Why it's time to get real about kids and tech fears

Why it's time to get real about kids and tech fears

As anxiety over children's use of technology grows it is important not to ignore its role in driving literacy and creativity.

iPhones and children are "a toxic pair", according to a recent Wall Street Journal headline about two activist Apple shareholders worried about youth smartphone addition. The story is the latest example of a growing number of reports to demonise technology’s role in kids’ lives, and I believe a reassessment of the relationship between the two is long overdue.

At first glance, a host of recent research studies appear to legitimise the suggestion that unless we are extremely careful, our children’s lives will be blighted by digital devices and digital content. 

Teenagers’ social media use is fundamentally changing their social skills, preferences and how they communicate with friends

US psychologist Nicholas Kardaras, for example, coined the phrase "glow kids" to describe the generation of children and teens immersed in digital technology, and lit by a screen. He has suggested computer gaming and website addiction could be as harmful to the developing brain as cocaine addiction, but more difficult to cure. 

According to UCLA’s Brain Mapping Center, teenagers’ social media use is fundamentally changing their social skills, preferences and how they communicate with friends. Receiving "likes" activates the reward centres in the brain, similar to winning a prize, according to one recent study.

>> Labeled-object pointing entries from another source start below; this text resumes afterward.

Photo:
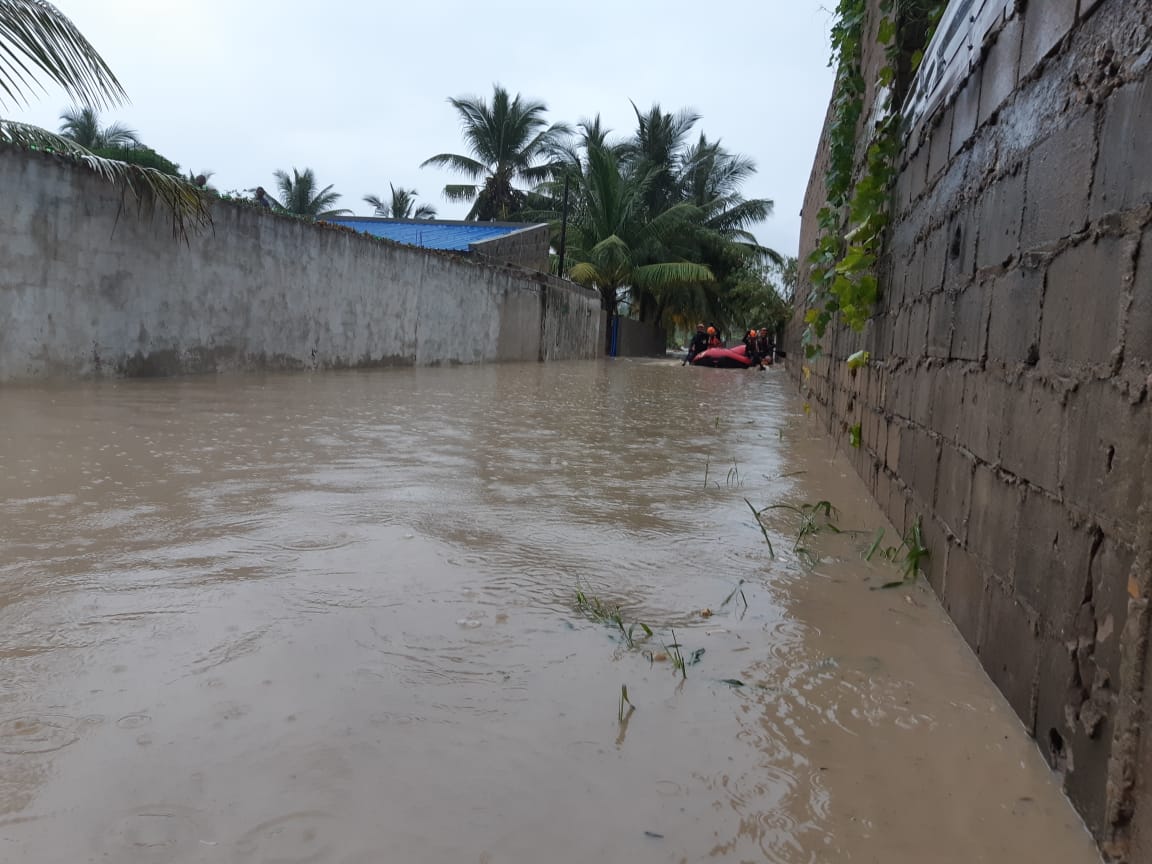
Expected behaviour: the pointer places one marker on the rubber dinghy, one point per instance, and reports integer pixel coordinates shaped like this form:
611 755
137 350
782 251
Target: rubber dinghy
735 357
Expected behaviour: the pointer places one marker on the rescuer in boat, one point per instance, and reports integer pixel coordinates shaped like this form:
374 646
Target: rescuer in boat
699 343
750 347
764 348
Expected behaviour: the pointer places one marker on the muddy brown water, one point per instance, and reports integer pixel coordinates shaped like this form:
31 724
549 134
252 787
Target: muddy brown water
332 619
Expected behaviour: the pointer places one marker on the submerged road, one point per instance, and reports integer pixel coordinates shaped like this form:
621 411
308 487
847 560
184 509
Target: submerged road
363 618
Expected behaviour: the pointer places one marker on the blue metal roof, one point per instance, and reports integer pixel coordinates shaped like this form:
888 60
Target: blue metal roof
430 234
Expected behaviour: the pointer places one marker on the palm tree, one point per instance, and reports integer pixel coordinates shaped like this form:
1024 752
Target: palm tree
83 126
298 195
659 144
711 180
508 142
38 40
401 205
618 248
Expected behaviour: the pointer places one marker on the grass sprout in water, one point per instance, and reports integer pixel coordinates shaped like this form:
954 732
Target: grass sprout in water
910 554
621 715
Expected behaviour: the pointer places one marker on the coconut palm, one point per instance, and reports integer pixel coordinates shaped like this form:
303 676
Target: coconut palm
83 126
616 247
400 205
298 195
38 42
658 144
508 142
711 179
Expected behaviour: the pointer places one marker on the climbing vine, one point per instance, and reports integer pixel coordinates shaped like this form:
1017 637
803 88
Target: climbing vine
854 220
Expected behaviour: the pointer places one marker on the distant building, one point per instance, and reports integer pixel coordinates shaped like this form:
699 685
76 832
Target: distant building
520 243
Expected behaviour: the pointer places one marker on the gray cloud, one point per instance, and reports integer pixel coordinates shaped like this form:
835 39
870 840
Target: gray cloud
357 90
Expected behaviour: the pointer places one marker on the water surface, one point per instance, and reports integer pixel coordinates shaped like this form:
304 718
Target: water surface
332 619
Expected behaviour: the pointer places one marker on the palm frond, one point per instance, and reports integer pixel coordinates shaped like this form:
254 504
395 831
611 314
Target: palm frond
460 192
671 273
456 163
186 205
37 39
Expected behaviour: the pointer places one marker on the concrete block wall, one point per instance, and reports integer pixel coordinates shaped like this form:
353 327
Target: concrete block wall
88 287
1007 400
527 248
638 339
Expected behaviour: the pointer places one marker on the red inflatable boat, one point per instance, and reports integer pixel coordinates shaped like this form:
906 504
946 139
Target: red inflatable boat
734 357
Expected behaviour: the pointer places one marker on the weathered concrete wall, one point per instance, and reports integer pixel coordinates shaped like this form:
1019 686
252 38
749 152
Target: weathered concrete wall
1006 403
636 339
528 248
89 288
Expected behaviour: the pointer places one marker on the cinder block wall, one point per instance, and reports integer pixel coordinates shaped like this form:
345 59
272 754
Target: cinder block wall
88 287
527 248
1006 403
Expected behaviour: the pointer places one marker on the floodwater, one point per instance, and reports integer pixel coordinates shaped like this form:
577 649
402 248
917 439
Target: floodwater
321 619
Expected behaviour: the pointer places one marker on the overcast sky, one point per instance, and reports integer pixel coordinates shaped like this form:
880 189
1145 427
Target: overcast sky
356 89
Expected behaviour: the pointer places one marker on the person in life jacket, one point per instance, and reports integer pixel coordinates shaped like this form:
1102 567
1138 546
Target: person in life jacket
699 343
764 347
750 347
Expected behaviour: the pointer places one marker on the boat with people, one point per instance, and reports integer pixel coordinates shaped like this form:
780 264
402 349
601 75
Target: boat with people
709 349
735 357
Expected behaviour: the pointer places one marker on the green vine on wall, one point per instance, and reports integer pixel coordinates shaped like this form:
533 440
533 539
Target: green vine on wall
857 212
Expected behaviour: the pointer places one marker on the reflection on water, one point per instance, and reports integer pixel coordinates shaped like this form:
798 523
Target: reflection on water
331 619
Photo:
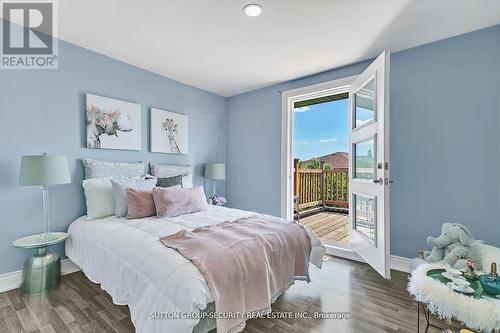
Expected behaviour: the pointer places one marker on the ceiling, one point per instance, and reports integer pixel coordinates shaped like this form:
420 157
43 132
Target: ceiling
212 45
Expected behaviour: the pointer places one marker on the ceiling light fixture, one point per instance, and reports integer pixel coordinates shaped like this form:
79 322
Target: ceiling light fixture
252 9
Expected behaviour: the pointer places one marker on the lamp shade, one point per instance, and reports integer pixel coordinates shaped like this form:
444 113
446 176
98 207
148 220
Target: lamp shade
215 171
44 170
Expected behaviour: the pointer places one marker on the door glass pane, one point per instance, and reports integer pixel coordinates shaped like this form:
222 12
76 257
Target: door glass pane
364 218
364 159
365 104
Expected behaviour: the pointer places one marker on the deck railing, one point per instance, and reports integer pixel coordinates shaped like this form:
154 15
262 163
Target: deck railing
319 187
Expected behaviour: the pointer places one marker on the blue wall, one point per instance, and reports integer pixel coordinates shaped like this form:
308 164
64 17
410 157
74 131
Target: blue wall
445 134
43 111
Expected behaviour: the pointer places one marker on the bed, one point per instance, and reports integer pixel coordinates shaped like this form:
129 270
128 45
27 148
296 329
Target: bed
126 258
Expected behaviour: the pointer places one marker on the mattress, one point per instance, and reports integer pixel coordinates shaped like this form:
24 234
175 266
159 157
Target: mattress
126 258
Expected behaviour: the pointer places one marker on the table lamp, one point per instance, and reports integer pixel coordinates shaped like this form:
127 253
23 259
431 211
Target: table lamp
214 172
43 171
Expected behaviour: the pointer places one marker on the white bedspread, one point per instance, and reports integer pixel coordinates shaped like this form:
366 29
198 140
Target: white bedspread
127 259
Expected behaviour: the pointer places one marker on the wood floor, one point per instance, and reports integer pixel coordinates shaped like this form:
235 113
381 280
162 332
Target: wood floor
374 304
329 226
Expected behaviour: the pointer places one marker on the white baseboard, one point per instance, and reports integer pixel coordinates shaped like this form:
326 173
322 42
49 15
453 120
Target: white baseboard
401 264
12 280
397 263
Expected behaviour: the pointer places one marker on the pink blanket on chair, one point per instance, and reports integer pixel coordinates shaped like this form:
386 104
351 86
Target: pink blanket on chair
247 263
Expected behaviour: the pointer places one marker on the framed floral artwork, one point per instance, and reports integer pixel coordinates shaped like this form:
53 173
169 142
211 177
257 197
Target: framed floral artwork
112 123
169 132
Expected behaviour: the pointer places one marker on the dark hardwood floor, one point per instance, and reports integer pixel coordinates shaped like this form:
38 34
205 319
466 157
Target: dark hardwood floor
375 305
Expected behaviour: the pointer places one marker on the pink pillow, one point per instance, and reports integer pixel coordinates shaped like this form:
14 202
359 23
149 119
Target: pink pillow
175 201
140 204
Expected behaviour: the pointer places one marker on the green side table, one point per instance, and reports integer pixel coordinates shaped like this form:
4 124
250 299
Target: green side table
41 272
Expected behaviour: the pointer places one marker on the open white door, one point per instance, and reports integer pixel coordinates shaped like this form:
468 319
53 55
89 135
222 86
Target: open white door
369 165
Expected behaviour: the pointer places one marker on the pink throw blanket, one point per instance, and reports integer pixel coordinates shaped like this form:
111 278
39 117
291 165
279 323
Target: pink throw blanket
247 263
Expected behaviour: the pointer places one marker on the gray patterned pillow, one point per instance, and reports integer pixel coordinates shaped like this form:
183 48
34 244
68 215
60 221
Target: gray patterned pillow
104 169
169 181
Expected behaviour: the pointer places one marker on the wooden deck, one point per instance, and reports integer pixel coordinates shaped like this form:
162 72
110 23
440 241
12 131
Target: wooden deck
329 226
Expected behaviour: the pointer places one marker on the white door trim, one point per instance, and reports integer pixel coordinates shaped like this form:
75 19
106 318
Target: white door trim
288 98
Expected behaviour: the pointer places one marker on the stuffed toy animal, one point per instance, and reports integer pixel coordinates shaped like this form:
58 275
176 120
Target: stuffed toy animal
453 246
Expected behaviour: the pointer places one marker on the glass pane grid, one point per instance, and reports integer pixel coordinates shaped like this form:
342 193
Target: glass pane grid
364 159
364 101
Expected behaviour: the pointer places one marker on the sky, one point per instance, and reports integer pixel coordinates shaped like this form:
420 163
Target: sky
321 129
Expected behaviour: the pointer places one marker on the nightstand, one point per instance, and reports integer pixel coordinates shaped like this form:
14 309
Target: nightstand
41 272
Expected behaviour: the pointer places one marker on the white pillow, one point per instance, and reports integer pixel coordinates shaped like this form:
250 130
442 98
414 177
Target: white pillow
171 170
99 198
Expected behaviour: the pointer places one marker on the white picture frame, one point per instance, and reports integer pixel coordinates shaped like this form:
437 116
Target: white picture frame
112 123
169 132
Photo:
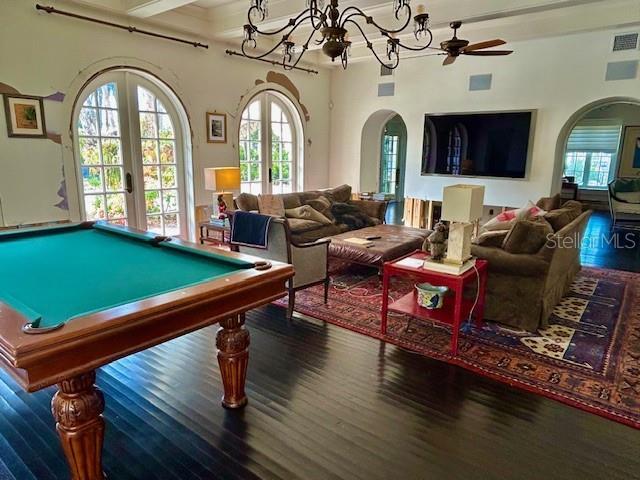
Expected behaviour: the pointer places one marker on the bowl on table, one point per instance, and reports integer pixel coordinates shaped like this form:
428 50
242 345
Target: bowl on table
430 296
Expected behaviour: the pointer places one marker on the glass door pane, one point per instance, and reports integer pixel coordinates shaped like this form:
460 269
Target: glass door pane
160 180
250 147
100 157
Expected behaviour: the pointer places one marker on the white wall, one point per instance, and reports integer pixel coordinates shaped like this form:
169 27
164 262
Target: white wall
41 54
556 76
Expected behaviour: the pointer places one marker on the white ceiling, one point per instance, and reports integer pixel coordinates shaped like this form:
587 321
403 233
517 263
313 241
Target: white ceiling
512 20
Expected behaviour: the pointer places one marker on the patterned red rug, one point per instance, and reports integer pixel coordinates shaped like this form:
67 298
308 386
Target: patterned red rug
589 357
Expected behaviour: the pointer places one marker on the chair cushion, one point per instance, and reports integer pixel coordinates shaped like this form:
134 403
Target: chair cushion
527 236
505 220
271 205
307 212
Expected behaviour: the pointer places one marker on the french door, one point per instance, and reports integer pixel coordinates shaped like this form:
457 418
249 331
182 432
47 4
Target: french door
268 146
128 155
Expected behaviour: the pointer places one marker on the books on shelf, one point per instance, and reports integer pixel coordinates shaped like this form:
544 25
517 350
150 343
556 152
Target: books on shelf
361 242
449 268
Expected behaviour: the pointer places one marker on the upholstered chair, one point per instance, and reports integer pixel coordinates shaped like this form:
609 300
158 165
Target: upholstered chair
309 260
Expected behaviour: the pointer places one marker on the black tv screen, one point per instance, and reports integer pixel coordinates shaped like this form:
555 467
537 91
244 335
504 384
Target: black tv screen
478 144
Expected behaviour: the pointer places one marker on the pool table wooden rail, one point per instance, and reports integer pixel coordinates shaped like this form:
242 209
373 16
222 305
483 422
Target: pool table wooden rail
86 343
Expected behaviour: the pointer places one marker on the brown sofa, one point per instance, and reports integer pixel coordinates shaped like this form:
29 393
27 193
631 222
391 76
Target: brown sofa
304 230
523 289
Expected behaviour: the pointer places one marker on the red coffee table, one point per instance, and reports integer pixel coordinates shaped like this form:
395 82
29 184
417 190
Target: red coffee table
456 308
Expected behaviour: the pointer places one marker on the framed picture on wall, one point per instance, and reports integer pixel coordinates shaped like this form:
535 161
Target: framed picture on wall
25 116
630 159
216 127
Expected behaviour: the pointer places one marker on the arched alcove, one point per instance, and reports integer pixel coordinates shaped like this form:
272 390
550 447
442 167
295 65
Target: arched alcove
615 110
372 145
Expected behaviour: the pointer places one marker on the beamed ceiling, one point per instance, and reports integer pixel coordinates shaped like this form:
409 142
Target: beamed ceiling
512 20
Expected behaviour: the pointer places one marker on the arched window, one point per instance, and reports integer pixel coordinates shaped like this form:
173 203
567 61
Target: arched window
128 155
269 145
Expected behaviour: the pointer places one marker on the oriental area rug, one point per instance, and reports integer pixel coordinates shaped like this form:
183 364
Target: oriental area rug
588 357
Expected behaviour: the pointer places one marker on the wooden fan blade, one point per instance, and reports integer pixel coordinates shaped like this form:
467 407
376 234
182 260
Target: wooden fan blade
488 44
449 60
489 53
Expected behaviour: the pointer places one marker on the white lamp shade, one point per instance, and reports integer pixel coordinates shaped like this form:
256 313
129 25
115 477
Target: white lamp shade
222 179
462 203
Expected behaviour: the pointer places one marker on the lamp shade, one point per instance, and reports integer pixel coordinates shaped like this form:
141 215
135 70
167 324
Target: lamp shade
222 179
462 203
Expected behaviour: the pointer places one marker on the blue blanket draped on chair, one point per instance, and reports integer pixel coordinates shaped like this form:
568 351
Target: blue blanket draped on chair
250 229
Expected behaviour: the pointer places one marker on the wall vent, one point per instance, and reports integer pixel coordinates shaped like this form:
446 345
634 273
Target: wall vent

Elsewhere in the US, researchers are examining whether over-stimulating children with media – particularly with endlessly-streaming, hard-to-ration, videos and interactive games via tablets – causes an imbalance in part of the cerebral cortex related to paying attention to critical tasks and ignoring distractions. Their hypothesis is that this might pose problems in later life, particularly with focus, memory and impulsivity.

Small wonder, then, that recent Australian research suggesting that almost 90 per cent of children in that country have virtually unlimited access to digital, prompted yet a further round of hand-wringing. 

Now, I’m not saying that unfettered, unlimited and unstructured access for children to digital devices and content has no potential downside. Of course, we need to be mindful of very young children’s digital exposure, for example, as recent studies have detailed the potentially negative impact this can have on young toddlers’ speech development.

But what’s also important is to consider the many benefits digital technology can deliver – and weigh this against the downsides of excessive amounts of time spent by children passively sitting back and consuming non-interactive content, such as the nation’s favourite babysitter: traditional TV.

On the first point, two other reports recently caught my eye. 

The first covered research conducted in the UK by the National Literacy Trust which showed that technology, including tablets and smartphones, can play a role in supporting early communication, language and literacy by offering new learning opportunities, such as interactive and intuitive story telling ebooks and apps, and online video calling.  

I am a firm believer that digital offers a wide and diverse array of learning opportunities for children that are educational – in the word’s broadest sense

The second was new research from Oxford University published in December suggesting that official guidance on daily limits to manage children’s digital media time might not be as beneficial as first thought. In fact, moderate screen use above the recommended daily limits might be linked to slightly higher levels of children’s psychological wellbeing, they suggest.

As a parent of a young daughter and the managing director of a digital product studio, I find myself less concerned about the issue of screen time than I am about the context within which digital content – any content, for that matter –  is used.

The key for me is the difference between passive and interactive content consumption. My aim is to resist the approach that when there’s nothing better to do, you simply hand a kid a device or turn on the telly. Instead, I am a firm believer that digital offers a wide and diverse array of learning opportunities for children that are educational – in the word’s broadest sense. 

For me, digital experiences (social media aside) provide a powerful and rich opportunity to advance children’s understanding of the world around them through interaction and play. I see my role as safeguarding my child while engaging with that content – and yes, of course, I do worry about privacy.

I also try my best to provide the right context for when she does so, and make conscious decisions about which digital content to make available to her. 

The best digital experiences, I believe, are fun, inspiring and foster creativity – in short, they plays to digital’s strengths. We try to capture that in our own work. 

Today’s children are growing up digital, they are learning via digital in school, and this is leading them to learn – and remember – information in new and different ways

Our Malmö studio’s PlayLab experiments look to update playing shop in a world of self-service and online shopping, for example. The team created BlipShop - a children’s game which matched the current process of shopping by using a barcoded scanner and paying with a credit or debit card. It brought "playing shop" truly into the 21st century and demonstrated, in a fun and simple way, how credit card purchases are limited by the amount of money one has (shown as gold coins). Kids loved it and ended up playing it much longer than we expected.

Today’s children are growing up digital, they are learning via digital in school, and this is leading them to learn – and remember – information in new and different ways. True, thanks to Google, they may no longer need to learn by rote the capital cities of all European cities - as I did. But this doesn’t mean they know less. Rather they’ve freed some brain space for something else. Something potentially more valuable. 

The true challenge for anyone wanting to create content for children within this context is to agonise not about the latest shock headline but how best to inspire and engage children with the world around them. And to do that they must offer content that adds real value, and helps children to understand and experience the world around them by doing something new.